7.  The small size of some GP consortia risks creating inefficiencies in the system. Currently there are pathfinder consortia with as few as 14,000 patients. Very small consortia may lack commissioning expertise and influence over providers, affecting their ability to secure the highest quality services for their patients. They may also have disproportionately high overheads. There is a risk that the funding of £35 per head for the running costs of GP consortia may allow small consortia the scope to be inefficient whilst larger consortia are overfunded for their running costs. The flat rate charge may also lead to some consortia trying to 'game' the system. We will take a close interest in the efficiency of the system in this regard and the Department should take steps to ensure that the level of administrative funding for consortia of different sizes is adequate but not generous, and does not introduce perverse incentives.

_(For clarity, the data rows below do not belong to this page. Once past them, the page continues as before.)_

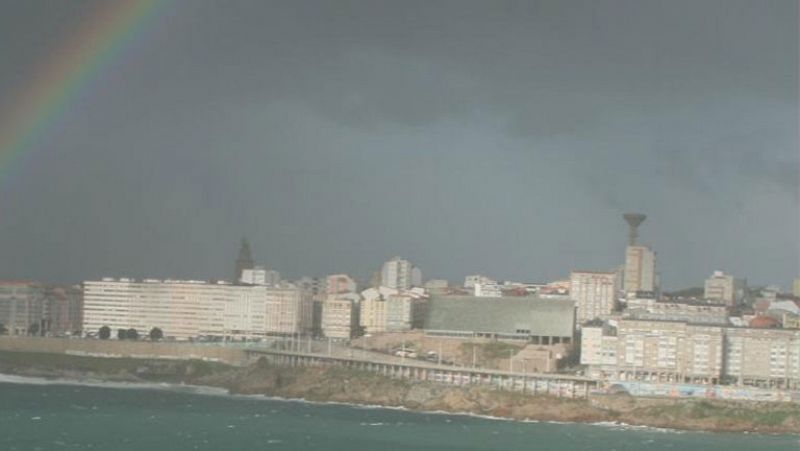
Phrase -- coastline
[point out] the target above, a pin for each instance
(355, 388)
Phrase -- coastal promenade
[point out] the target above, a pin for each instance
(550, 384)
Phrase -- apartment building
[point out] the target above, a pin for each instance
(673, 351)
(594, 293)
(22, 307)
(640, 269)
(339, 317)
(186, 309)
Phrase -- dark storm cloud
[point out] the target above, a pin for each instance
(501, 137)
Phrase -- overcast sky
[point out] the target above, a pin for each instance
(504, 138)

8.  Given the pace of change, there is a risk that there is insufficient time to learn the lessons emerging from the new model, for example how the NHS Commissioning Board will organise itself to oversee and support consortia of potentially widely varying sizes. The NHS Commissioning Board will be formally established in April 2012, which will provide limited time for it to learn the lessons of the GP pathfinder consortia, for example, at what scale efficient commissioning decisions should be made for different services. We will expect to see the proposals refined where appropriate to respond to lessons arising from the pathfinders. The Department should set out in detail how and when it will appraise the pathfinder consortia and when those results will be made public.